* Este post faz parte do ensaio: A CIDADE DAS MULHERES MORTAS: A VIOLÊNCIA REITERADA CONTRA AS MULHERES NA PRODUÇÃO FÍLMICA E SERIADA. Ele será publicado na obra coletiva 15 anos da Lei Maria da Penha: Avanços e Desafios (Coordenadores: Bruna I. Simioni Silva; Larissa Ribeiro Tomazoni e Paulo Silas Filho).
Primeiro vamos lembrar que um tropo cinematográfico é uma convenção que é usada para se contar uma histórias, baseada em arquétipos. São apoios narrativos, são ferramentas, são suportes usados para expressar ideias ao público - e eles existem aos milhares.

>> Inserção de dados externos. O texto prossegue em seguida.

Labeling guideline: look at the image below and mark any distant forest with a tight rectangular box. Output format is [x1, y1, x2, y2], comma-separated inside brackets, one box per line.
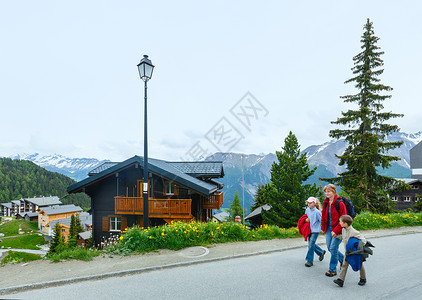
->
[0, 158, 91, 210]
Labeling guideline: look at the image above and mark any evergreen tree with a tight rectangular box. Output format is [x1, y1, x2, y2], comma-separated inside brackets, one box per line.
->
[249, 184, 266, 212]
[228, 191, 243, 221]
[0, 158, 91, 210]
[324, 19, 403, 212]
[261, 132, 320, 228]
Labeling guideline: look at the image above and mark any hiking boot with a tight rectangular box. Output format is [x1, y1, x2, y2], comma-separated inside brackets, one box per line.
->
[358, 278, 366, 286]
[305, 261, 314, 267]
[325, 271, 337, 277]
[333, 278, 344, 287]
[319, 250, 327, 261]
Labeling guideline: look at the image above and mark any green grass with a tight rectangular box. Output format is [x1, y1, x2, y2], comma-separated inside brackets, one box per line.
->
[0, 219, 38, 236]
[111, 212, 422, 254]
[353, 212, 422, 230]
[1, 251, 42, 264]
[113, 222, 300, 254]
[0, 234, 45, 250]
[47, 247, 101, 262]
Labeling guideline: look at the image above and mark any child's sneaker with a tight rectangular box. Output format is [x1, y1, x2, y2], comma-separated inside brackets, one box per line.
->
[305, 261, 314, 267]
[333, 278, 344, 287]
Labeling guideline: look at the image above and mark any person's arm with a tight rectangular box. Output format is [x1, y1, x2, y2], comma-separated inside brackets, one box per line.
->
[321, 203, 330, 234]
[333, 200, 347, 236]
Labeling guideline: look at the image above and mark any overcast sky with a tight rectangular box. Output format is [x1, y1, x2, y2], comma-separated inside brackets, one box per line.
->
[0, 0, 422, 161]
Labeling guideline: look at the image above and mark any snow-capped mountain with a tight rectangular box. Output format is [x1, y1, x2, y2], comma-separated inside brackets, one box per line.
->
[303, 131, 422, 174]
[10, 131, 422, 210]
[10, 153, 109, 181]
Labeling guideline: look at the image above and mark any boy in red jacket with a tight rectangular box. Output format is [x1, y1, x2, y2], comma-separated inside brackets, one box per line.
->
[321, 184, 347, 277]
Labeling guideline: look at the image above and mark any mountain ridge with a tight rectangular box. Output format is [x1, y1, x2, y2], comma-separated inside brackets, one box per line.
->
[9, 131, 422, 210]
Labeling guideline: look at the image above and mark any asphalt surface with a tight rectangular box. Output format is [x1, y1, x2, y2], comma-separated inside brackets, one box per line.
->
[0, 226, 422, 295]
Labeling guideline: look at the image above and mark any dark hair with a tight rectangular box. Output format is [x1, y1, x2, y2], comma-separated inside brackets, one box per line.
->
[340, 215, 353, 226]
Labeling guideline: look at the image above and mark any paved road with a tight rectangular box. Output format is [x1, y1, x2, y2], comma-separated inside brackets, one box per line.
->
[7, 233, 422, 300]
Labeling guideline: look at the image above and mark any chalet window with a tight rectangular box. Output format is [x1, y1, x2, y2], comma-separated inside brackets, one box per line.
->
[165, 181, 174, 195]
[110, 217, 121, 231]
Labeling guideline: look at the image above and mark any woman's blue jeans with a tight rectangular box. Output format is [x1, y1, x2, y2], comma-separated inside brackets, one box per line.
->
[325, 228, 344, 272]
[306, 233, 324, 263]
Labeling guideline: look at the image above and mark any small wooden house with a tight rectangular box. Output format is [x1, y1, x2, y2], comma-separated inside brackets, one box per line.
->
[38, 204, 82, 235]
[68, 156, 224, 246]
[391, 178, 422, 210]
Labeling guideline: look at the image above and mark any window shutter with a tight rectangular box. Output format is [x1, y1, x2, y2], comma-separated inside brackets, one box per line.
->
[103, 216, 110, 231]
[120, 217, 127, 231]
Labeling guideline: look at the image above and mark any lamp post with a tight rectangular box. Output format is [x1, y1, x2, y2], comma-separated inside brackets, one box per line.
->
[138, 55, 154, 228]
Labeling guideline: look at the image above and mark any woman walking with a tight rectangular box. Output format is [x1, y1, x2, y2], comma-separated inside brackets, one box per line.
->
[305, 197, 325, 267]
[321, 184, 347, 277]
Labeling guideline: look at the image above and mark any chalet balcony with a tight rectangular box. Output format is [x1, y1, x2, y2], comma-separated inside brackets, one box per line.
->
[114, 196, 192, 219]
[202, 191, 223, 209]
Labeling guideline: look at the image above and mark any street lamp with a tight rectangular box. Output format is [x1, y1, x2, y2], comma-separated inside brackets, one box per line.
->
[138, 55, 154, 228]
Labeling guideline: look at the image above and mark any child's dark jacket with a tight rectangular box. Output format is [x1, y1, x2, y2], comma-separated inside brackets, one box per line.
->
[297, 214, 311, 241]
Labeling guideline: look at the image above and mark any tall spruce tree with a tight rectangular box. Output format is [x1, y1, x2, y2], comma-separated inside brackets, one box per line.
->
[327, 19, 403, 212]
[261, 132, 320, 228]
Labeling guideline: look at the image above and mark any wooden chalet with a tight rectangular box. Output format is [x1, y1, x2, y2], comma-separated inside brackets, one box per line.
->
[67, 156, 224, 246]
[390, 142, 422, 210]
[391, 178, 422, 210]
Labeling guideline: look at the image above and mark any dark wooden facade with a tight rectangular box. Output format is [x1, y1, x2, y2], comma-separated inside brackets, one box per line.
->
[391, 179, 422, 210]
[68, 157, 224, 246]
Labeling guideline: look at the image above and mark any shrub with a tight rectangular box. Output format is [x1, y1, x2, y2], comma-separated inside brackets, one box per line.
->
[1, 251, 42, 264]
[47, 247, 101, 262]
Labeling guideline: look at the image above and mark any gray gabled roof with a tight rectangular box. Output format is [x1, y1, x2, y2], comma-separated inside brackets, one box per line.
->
[169, 161, 224, 178]
[18, 211, 38, 218]
[41, 204, 82, 215]
[212, 211, 230, 222]
[78, 231, 92, 240]
[67, 155, 223, 195]
[25, 196, 62, 206]
[88, 161, 118, 176]
[394, 178, 422, 184]
[50, 212, 92, 228]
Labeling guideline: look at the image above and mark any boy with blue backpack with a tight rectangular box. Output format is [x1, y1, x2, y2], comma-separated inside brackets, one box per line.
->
[334, 215, 373, 287]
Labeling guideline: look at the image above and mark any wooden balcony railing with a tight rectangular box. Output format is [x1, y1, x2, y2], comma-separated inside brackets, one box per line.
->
[202, 191, 223, 209]
[114, 196, 192, 219]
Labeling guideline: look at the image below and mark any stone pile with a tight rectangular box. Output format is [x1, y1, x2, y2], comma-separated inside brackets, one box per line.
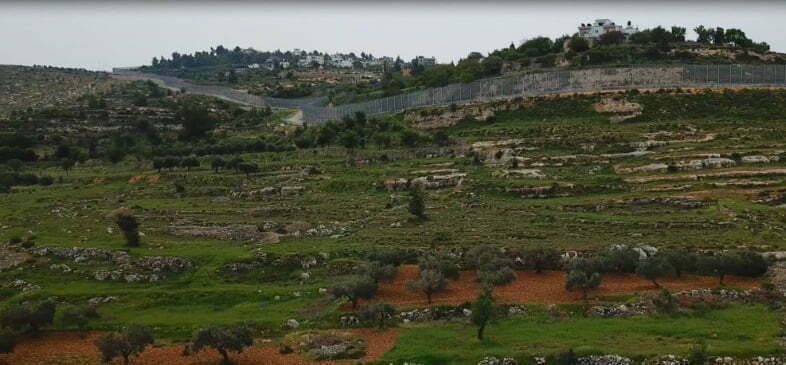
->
[30, 247, 193, 283]
[229, 186, 306, 200]
[383, 172, 467, 191]
[477, 356, 518, 365]
[589, 303, 650, 318]
[87, 296, 118, 306]
[576, 355, 633, 365]
[8, 279, 41, 293]
[30, 247, 129, 263]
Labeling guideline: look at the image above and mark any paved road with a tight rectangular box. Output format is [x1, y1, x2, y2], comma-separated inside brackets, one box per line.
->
[112, 71, 325, 111]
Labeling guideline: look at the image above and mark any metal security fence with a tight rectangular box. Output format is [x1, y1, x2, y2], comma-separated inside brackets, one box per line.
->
[305, 64, 786, 122]
[113, 64, 786, 123]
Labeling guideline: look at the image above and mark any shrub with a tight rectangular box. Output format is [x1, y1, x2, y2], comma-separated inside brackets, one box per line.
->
[565, 259, 601, 304]
[595, 247, 639, 273]
[359, 261, 398, 283]
[523, 246, 562, 274]
[59, 305, 98, 331]
[407, 269, 448, 304]
[652, 288, 679, 313]
[111, 208, 141, 247]
[477, 266, 516, 285]
[180, 156, 200, 171]
[734, 251, 769, 277]
[38, 176, 55, 186]
[210, 156, 227, 172]
[330, 275, 377, 308]
[418, 254, 460, 279]
[237, 162, 259, 176]
[687, 341, 709, 365]
[696, 251, 769, 285]
[0, 300, 56, 333]
[0, 330, 16, 354]
[470, 291, 495, 340]
[184, 324, 254, 364]
[366, 247, 419, 266]
[636, 255, 676, 288]
[358, 303, 397, 329]
[284, 331, 367, 361]
[658, 250, 698, 277]
[408, 187, 426, 219]
[94, 325, 154, 365]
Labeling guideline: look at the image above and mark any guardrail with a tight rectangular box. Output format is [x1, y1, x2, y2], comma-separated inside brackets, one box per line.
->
[112, 64, 786, 123]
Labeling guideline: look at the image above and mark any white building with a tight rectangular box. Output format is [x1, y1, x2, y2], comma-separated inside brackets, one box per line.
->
[412, 56, 437, 66]
[579, 19, 639, 39]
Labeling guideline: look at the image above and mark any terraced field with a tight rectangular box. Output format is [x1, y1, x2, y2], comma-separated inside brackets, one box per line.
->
[0, 67, 786, 364]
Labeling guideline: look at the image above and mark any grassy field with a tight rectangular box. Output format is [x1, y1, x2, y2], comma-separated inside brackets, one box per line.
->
[0, 72, 786, 364]
[383, 306, 782, 364]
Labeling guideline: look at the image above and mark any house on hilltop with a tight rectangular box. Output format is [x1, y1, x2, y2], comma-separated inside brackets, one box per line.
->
[579, 19, 639, 39]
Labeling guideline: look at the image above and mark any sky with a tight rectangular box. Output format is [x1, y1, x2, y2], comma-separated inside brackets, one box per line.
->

No entanto, se um tropo é repetido a exaustão, ele vira um clichê fílmico.
Exemplos de tropos
Narnia Time - Filmes em que personagens viajam no tempo, mas o tempo lá se passa de forma diferente.
Sequestro é Amor - Primeiro filme que me vem a cabeça é "Sete Noivas para Sete Irmãos", um musical onde seis irmãos resolvem, baseados na história de terror do rapto das Sabinas - a primeira geração de homens romanos teria sequestrado e estuprado as filhas das famílias Sabinas vizinhas - tomariam as mulheres que os interessassem. Nem tenho o que dizer...
Nascida Sexy Ontem é um tropo muito conhecido de quem gosta de cinema . É aquela mulher estonteante, extremamente sensual, que não tem a menor ideia dos desejos que provoca em outras pessoas. Para além disso, é uma personagem muito ingênua e muito infantil.
Marilyn Monroe viveu essa tragédia profissional, por ser obrigada a viver este papel incontáveis vezes. Essa representação acossou-a, inclusive, na vida particular. Na verdade, Marilyn era uma leitora ávida. Na biblioteca pessoal dela haviam clássicos como Dostoievski e Milton, mas também modernos como Ernest Hemingway e Jack Kerouac. Enquanto ela não estava filmando, ela era uma acâdemica na UCLA nas aulas noturnas de Literatura e História. Nada mais natural, então do que ela também escrever, e o fez: eram textos fragmentados, poemas, escritos em cadernos, folhas soltas, finalmente publicados como Fragments: Poems, Intimate Notes, Letters, em 2012.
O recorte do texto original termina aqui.